What do you do after fucking the loosest pussy ever Close the casket
Roses or daises? Now I know what flowers to put on your casket when I murder that pussy
Attended my bosses funeral to pay my respect, on my way out I leant over his casket and whispered lightly.....'Well look whos thinking Outside the box now'.....
What's the worst thing to say at a funeral? "Hi guys, welcome to my unboxing video!"
(This is a cruel joke, do not say this to anyone it just popped up in my mind)
Roses are Red Violet's are blue yo grandma died, yo dad left you too, now you living with yo old grandma coot. 'oh' let's not forget yo mom left you to, you gon live alone, die alone, with no roses on yo casket too.
Luckily his funeral was a closed casket, sorry his car blew a gasket
I suck his dick with a smile for hours at a time Stare at his nutsack while I hold back my cum tonight And when he ask me what position I say, "Doggystyle" (And when they ask me what position I say, "Doggystyle") But the fact is I can never get off of his fat dick And all that they can ask is (Ask is, ask is) "I just wanna smack it" (I just wanna smack it)
Here's what the fact is He can put my asshole in a casket (Yuh, yuh, yuh) Asshole in a casket
So you can see I'm cummin' But you won't see me nut And I'll just keep on suckin', I'm good (Yeah, I'm good) And if he sucks my glizzy I will become dizzy But it keeps us busy, I'm good (Yeah, I'm good) I've been twerking for boys for so long I'vе been flirting with boys for so long My jaw's been hurting for so, so long it's real So long, it's real, so long, it's real
what is the worst thing to do at a funeral the corpse
Did you hear about the man who died of a Viagra overdose? They couldn't close the casket.

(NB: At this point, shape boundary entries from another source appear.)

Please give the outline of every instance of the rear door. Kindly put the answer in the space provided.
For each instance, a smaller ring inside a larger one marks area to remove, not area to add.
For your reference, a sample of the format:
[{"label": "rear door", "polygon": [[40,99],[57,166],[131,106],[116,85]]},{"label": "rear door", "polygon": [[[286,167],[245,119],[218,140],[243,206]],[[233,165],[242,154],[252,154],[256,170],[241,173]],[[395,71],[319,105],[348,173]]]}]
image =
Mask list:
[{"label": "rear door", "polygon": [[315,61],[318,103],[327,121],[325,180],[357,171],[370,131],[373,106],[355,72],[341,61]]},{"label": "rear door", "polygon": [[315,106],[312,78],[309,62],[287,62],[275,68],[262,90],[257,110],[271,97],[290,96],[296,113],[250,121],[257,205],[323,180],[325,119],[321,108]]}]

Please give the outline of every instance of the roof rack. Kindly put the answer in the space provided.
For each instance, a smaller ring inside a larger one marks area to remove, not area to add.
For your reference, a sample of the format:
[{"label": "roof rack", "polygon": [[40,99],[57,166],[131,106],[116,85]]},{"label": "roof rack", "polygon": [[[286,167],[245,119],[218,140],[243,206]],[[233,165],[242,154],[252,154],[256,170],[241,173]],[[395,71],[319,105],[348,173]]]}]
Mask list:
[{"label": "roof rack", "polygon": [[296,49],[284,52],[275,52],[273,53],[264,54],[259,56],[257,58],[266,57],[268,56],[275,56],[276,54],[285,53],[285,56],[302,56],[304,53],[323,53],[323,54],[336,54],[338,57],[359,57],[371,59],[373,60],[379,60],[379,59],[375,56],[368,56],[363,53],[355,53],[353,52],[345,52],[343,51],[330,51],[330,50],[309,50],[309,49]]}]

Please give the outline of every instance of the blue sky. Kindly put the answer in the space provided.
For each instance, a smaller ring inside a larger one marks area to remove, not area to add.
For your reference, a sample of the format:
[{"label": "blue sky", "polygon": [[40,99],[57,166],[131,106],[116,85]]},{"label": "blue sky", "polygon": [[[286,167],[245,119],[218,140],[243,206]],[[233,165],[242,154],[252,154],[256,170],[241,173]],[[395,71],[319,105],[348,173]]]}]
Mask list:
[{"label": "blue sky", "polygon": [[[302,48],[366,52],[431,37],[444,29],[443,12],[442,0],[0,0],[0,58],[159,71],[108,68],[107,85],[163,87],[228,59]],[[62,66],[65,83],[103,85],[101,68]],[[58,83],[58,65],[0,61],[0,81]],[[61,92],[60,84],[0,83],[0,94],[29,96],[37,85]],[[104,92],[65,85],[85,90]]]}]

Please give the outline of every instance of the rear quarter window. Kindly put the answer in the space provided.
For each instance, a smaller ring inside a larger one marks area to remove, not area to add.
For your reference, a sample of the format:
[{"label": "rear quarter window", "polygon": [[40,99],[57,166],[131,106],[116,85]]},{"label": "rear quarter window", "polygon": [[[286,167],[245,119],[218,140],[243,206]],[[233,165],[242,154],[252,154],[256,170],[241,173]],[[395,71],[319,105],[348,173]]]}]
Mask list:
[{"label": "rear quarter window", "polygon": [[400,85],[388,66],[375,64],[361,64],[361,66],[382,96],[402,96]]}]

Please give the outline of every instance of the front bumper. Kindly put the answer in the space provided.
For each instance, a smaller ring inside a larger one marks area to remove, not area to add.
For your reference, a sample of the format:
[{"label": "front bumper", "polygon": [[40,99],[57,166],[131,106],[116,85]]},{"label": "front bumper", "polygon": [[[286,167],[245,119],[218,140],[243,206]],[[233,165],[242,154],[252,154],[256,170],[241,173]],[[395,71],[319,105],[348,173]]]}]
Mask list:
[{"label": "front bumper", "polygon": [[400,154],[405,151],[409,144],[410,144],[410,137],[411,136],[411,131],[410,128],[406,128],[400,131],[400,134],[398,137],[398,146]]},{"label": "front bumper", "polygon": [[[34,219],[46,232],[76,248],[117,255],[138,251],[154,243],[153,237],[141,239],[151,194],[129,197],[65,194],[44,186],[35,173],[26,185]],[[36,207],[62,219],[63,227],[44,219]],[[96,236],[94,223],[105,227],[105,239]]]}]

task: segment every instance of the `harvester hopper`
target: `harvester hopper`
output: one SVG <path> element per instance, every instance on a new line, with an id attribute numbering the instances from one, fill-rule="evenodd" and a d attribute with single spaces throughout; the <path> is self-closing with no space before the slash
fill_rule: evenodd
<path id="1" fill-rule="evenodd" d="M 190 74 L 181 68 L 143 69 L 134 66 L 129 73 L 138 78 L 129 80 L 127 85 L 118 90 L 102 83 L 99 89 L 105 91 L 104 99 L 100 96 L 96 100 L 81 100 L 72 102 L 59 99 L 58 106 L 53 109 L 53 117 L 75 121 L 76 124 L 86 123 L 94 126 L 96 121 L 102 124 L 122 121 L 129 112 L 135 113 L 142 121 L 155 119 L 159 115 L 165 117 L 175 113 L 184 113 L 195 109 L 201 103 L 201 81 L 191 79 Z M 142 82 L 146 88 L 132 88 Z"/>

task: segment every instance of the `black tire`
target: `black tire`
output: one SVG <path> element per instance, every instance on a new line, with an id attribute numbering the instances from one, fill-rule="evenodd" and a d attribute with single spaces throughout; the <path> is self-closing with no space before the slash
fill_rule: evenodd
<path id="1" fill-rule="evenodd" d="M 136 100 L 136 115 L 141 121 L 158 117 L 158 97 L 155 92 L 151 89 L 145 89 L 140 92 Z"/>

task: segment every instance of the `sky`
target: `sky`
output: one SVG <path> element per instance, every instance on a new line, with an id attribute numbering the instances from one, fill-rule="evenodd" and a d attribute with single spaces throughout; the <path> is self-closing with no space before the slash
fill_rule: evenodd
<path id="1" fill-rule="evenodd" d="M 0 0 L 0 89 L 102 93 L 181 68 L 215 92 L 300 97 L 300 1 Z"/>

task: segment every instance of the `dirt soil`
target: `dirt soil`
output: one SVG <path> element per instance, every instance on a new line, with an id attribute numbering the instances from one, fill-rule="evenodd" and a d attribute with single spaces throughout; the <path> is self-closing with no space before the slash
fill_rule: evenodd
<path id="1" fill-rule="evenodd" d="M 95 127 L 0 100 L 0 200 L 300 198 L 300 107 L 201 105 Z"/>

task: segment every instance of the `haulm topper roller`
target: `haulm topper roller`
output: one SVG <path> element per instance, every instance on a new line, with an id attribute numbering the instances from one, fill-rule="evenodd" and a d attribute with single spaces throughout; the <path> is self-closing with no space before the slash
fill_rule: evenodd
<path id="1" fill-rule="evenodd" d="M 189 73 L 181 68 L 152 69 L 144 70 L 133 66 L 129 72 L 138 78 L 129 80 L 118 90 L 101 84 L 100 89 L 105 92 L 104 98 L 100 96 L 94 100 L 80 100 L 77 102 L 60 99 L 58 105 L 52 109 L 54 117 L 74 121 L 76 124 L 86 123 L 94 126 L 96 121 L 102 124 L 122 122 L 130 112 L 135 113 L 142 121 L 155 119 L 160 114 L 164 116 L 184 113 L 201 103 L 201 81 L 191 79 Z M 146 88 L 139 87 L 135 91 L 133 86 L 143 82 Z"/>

What did one casket say to the other casket? It that you coughin'?
so my friend died i was at her casket i said ill see you on the other side so i went to the other side of the casket
Me: *Meets girl, starts to form crush* Me after I get enough courage to talk to her: “Are you a casket lid because I want you on top of me*
“What do you call my friend group?* *Suicide Squad*
I'm sorry and my bad mean the same thing, unless your at a funeral.
Everytime I'm come straight home from work you in the bed sleep and back there dead like a vampire in a casket. Then the next thing I noticed you just came back from the dead in no time dummy.
Sad to think about legend O.G. Mudbone being no longer with us.
I’m only curious how they closed his casket.
Setting: Funeral Home
Customer: Yes I was considering what would be the best option for cheap cremation but I feel that's silly to ask.
Funeral Director: Oh! We do have these nice urns over hear at a discounted 75 percent off. Customer: Okay? What's the catch. That's almost 300 dollars off?
Funeral Director: I assure you these are top of the line urns and will keep your loved ones remains secure and dry. Customer: Okay?
Funeral Director: Yep these have only been used once so it's is absolutely worth the purchase.
By: MiniMemorials.com
pass around the roses, their casket full of hoses, crash it, watch it, the water! OH SHIT ITS GONNA BLOW
Cremation,
The last chance for a smoking hot body.